MySQL database backup file compression: gzip vs bzip2

In one of my previous posts: MySQL backups, I talked about using a script for automating backups. I show that we can use gzip to compress backup file to compress and save. Since then, our backup file has been growing meg or two a day which is causing our backup files to get bigger and bigger every day. We keep hourly backups for a week so you can imagine space usage is quite high.

I went and did few tests to see if its beneficial for us to use Bzip2 instead of gzip. I could’ve tried 7z also but that is not something installed on most linux machines I work on and I didn’t want use a solution which will require me to add more software. Here are the results:

Original sql file size: 584M
Using gzip: 166M
Time spent on compressing 1 minute 25 secs
Using bzip2: 125M
Time spent on compressing 1 minute 50 secs

As we can see that it takes longer to compress but file size is much smaller (adds up fast for multiple backups). As our database grows bigger and bigger, the size difference will matter quite a bit. Since we also ftp the file off the server to onsite/offsite location hourly as well.

Does anybody know of any backup techniques which we can use for free and we can do incrementals with? comments are always welcome.  To learn more about gzip or bzip2, see man gzip or man bzip2 respectively.

15 thoughts on “MySQL database backup file compression: gzip vs bzip2

  1. dudus

    You could keep a backup copy remote and locally. Then everytime you do a new backup you binary diff both and just submit the patch. So onsite you keep only the last one. And off site you keep an old one with several patches.
    Then you can apply some of this patches just to clenup once in a while.

    Just an idea

  2. Steven Haryanto

    There’s always rsync 🙂

    I’ve used rdiff-backup in the past, it’s pretty good albeit not very robust (fails with fatal error a lot in situations where it should have just retried or ignored the error). i’m now using rsync combined with some simple homebrewn script.
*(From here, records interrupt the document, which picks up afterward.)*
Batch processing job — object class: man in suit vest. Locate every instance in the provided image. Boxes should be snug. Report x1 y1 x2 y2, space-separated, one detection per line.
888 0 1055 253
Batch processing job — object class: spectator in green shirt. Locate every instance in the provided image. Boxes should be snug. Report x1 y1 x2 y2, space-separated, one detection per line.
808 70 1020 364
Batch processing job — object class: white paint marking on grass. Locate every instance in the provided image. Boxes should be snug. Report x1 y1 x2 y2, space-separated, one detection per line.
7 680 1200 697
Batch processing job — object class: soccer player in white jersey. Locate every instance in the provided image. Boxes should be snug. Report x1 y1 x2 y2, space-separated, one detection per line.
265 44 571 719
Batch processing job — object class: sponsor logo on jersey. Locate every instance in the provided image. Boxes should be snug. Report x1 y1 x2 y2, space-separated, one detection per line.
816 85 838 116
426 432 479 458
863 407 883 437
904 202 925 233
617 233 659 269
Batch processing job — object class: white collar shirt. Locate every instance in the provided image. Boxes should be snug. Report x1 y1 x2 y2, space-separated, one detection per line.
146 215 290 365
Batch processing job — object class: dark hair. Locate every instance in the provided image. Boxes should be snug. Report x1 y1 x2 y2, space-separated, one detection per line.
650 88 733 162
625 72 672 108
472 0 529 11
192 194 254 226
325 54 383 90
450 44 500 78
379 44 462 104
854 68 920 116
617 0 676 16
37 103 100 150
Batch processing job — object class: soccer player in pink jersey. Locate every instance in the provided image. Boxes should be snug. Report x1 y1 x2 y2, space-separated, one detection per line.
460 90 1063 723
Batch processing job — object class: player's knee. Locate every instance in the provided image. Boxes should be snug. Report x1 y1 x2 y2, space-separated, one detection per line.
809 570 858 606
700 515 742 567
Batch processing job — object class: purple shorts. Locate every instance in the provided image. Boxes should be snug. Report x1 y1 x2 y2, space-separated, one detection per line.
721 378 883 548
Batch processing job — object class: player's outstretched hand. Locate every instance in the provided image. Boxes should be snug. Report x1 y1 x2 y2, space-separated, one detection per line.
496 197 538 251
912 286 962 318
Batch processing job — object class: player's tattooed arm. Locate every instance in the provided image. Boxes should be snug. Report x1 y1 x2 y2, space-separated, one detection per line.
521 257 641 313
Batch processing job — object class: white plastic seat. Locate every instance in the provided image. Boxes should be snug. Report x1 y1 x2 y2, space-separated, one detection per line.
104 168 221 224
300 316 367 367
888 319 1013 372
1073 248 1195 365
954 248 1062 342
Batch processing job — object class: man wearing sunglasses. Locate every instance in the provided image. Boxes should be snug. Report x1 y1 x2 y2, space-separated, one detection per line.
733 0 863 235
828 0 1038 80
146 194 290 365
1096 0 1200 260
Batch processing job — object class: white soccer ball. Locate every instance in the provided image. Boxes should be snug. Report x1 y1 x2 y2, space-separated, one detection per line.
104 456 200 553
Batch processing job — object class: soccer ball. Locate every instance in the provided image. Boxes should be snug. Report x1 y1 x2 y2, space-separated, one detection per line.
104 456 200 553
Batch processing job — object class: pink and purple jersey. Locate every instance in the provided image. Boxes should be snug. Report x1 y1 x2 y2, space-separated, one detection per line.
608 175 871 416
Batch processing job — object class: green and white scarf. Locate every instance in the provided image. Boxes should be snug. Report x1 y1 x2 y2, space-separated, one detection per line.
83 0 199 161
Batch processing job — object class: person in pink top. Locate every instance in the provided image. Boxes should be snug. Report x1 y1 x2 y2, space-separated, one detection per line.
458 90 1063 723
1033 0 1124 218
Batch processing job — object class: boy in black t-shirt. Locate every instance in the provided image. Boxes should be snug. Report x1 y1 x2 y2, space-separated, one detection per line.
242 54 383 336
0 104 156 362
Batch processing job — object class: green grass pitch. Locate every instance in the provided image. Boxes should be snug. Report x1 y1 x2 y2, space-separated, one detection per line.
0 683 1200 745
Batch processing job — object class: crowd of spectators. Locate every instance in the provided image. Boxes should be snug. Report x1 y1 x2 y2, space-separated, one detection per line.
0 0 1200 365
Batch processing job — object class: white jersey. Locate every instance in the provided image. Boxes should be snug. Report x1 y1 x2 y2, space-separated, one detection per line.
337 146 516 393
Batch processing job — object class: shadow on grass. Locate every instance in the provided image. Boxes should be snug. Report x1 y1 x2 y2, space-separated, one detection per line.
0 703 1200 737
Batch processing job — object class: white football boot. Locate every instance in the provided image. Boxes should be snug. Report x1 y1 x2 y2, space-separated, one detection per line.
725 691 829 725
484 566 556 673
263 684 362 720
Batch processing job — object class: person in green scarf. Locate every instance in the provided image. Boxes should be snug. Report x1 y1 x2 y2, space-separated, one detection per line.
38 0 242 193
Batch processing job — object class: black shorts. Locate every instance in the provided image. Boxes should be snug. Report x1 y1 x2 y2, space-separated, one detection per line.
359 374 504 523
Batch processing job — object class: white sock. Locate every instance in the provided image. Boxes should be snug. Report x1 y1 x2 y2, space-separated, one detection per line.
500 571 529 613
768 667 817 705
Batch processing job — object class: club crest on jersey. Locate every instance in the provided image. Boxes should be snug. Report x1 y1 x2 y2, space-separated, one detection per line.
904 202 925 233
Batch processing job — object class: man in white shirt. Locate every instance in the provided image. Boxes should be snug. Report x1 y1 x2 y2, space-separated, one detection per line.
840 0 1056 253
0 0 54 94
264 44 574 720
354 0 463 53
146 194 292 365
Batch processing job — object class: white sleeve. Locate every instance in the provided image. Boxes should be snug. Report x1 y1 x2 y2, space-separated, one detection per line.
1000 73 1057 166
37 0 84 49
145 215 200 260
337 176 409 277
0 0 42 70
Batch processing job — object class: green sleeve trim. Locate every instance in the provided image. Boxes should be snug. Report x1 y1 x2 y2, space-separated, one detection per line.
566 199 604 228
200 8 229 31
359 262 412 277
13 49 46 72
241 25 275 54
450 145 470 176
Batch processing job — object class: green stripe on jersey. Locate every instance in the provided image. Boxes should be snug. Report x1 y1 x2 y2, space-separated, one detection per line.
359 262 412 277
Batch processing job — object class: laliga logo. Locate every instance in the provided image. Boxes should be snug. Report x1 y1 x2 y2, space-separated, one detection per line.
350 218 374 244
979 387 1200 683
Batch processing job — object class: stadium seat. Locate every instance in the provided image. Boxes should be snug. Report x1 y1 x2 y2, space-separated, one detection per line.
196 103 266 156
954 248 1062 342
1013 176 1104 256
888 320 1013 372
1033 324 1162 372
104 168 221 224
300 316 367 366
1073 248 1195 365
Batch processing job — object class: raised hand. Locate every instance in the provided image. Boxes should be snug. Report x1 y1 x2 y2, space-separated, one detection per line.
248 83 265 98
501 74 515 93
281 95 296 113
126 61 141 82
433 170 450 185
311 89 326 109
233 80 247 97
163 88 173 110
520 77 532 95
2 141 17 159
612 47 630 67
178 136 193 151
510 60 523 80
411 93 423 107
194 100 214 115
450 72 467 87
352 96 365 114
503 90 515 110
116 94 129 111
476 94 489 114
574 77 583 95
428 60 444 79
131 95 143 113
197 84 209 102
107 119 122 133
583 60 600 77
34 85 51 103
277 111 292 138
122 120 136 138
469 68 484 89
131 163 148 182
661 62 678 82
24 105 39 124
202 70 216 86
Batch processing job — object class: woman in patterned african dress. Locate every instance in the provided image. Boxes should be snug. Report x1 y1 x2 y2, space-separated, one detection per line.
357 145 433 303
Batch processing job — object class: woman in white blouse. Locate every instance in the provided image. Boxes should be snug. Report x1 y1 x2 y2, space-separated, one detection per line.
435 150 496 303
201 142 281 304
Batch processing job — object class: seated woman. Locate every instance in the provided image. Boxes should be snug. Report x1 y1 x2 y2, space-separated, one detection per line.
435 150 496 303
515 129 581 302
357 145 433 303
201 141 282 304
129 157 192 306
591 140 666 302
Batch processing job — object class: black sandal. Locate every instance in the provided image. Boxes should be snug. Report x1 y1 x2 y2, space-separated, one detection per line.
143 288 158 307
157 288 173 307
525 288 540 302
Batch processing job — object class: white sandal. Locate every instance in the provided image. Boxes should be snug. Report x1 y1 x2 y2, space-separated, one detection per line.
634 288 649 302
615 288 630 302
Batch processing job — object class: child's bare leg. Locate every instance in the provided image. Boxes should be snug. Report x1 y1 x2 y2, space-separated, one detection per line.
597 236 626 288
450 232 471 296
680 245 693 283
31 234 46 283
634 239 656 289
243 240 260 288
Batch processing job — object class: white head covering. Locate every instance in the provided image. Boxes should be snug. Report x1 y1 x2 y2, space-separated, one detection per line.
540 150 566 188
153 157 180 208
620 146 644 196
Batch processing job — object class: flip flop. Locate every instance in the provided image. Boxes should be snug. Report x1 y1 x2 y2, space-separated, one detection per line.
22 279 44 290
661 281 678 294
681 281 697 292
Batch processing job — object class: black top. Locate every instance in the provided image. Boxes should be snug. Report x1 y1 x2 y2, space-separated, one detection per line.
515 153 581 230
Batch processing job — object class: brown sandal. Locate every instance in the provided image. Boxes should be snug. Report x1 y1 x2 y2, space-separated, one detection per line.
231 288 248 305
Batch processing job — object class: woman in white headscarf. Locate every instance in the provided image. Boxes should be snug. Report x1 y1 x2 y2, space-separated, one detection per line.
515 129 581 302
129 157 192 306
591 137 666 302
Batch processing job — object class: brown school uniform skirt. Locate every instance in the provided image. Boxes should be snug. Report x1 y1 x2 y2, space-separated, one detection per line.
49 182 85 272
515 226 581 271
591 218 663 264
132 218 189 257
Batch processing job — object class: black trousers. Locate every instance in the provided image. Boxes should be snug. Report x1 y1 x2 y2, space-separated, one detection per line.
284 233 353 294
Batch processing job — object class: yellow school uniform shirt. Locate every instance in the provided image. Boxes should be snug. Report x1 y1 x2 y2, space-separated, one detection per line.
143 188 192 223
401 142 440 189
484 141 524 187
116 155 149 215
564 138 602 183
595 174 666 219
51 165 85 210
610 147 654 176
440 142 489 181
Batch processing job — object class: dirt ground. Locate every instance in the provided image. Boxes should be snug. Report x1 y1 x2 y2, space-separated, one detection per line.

    Unix’s “cp -la” is also useful 🙂

  3. CrazyToon Post author

    Steven: what am I rsync’ing? are you talking about rsync’ing the db files themselves? if so, it does make it hard for us to go back to certain date ad pull data out if needed.

    dudus: intresting idea. I never heard anybody do this… I will look into it. Thanks!

  4. Martin

    For incremental backup I’d suggest using binary logs. Set max_binlog_size to something small and every time a new binlog file is started, copy the last one (I’m not sure if it is safe to copy the currently used binlog file as well).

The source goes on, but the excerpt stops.